The Information Review Tribunal of the United Kingdom has been asked to resolve two conflicting and contradictory statements by the London School of Economics and Political Science about the 1983 PhD thesis of Republic of China in-exile President Tsai Ing-wen. The LSE, in response to a May 2021 Freedom of Information request, conducted an Internal Review and declared it lacked records that identified the PhD thesis examiners. Six months earlier Kevin Haynes, the LSE Head of Legal Team, provided the initials of one purported examiner and the name of a second to the ROC Ministry of Justice in a criminal investigation and even cited page numbers that allegedly contained the information.
Although Haynes is the Head of Legal Team at LSE he is not an attorney. Consequently Haynes is not subject to regulatory discipline if he gave false information in the ROC prosecution of Taiwanese news commentator Dennis Peng. President Tsai kicked off a controversy about her thesis when she filed what appears to be a draft copy with the LSE Library in June 2019, thirty-five years after it was due. Peng has accused President Tsai of academic fraud and she in turn made a criminal defamation complaint against Peng.
In response to questions from the public about who approved the thesis, the LSE has denied having records that name the thesis examiners. The LSE lacked an ability to award PhD degrees in the 1980s therefore the University of London issued diplomas to students on the pass list. President Tsai’s unwillingness to release the viva examination report naming the examiners has kept the controversy alive for two years while both schools, LSE and UL, have denied FOI requests for the information citing the Data Protection Act.
A request for the examiner names to UL is pending before the Second-Tier Tribunal. Now the First-Tier Tribunal will be considering the same request made to LSE with one big difference, UL said it held the thesis viva report while LSE claims it doesn’t even know the names of the examiners. If the LSE Internal Review could be taken at face value there would be no reason to involve the Tribunal, the school cannot provide what it does not have. However, the contrary action of Kevin Haynes, the Head of Legal Team, providing a name and the initials of another person as purported examiners to ROC prosecutors, puts Haynes in direct contradiction with Louise Nadal, the Secretary of the LSE Board and author of the Internal Review. It is the old he-said, she-said game with the truth in the balance.
The Information Commissioner’s Office was first asked to resolve the contradiction and determine whether or not the LSE did possess records containing the thesis examiner identities. However, the ICO dropped the ball and instead of probing the Haynes-Nadal divide, a probability analysis was used to determine LSE did not hold the examiner names.

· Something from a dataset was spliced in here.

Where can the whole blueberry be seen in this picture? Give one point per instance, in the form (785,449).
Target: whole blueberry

“For clarity, the Commissioner is not expected to prove categorically whether the information is held, she is only required to make a judgement on whether the information is held on the civil standard of the balance of probabilities.”
“On the balance of probabilities, the Commissioner is satisfied that the LSE does not hold the requested information.”
“The LSE has searched its records and has been unable to locate the information in question. In the Commissioner’s view, the most likely explanation is that the LSE has never held this information. She is satisfied that none of the LSE’s statements, to which her attention have been drawn, conflict with a denial that this particular information is held.”
The Commissioner’s attention was drawn to the submission by the Head of Legal Team to ROC prosecutors, contradicting the Internal Review claim. As the ICO accepted Nadal’s assertion of no record, by implication the ICO has rejected Haynes’ representation to the ROC prosecutors on the strength of a probability analysis.
The LSE did inform the ICO about one questionable document which the Commissioner factored into her probability anaysis.
“The student record had been examined and no definitive record of the examiners had been found. Whilst one document indicated that a particular individual might have been an examiner, the LSE had no way of cross-checking whether that individual had in fact performed that role – and the LSE considered it unlikely that they would have done so.”
The ICO determination that the LSE lacked the thesis viva examination record, or even the names of the examiners, raises the question of how was the LSE able to verify that President Tsai passed her viva examination as the school did in a 2019 public announcement?
Louise Nadal had an anwer: “I note that in your request for an internal review, you have questioned whether the School’s public statement on Dr Tsai’s PhD can be accurate on the basis that, in your opinion, it could not be compiled without the information you have requested. As you are aware, the School has made a copy of Ing-Wen Tsai’s thesis available online and has confidence in the accuracy of its public statement.”
The new lawsuit seeks to unravel the mystery of the examiners and calls for an order to remit the matter to the ICO with “direction to conduct a more thorough review of the conflicting statements of the Internal Review and the Head of Legal Team.”
Further, it seeks an order directing the Commissioner, if she finds the Internal Review to be incorrect, to issue Good Practice recommendations to LSE to avoid future FOIA violations by the school.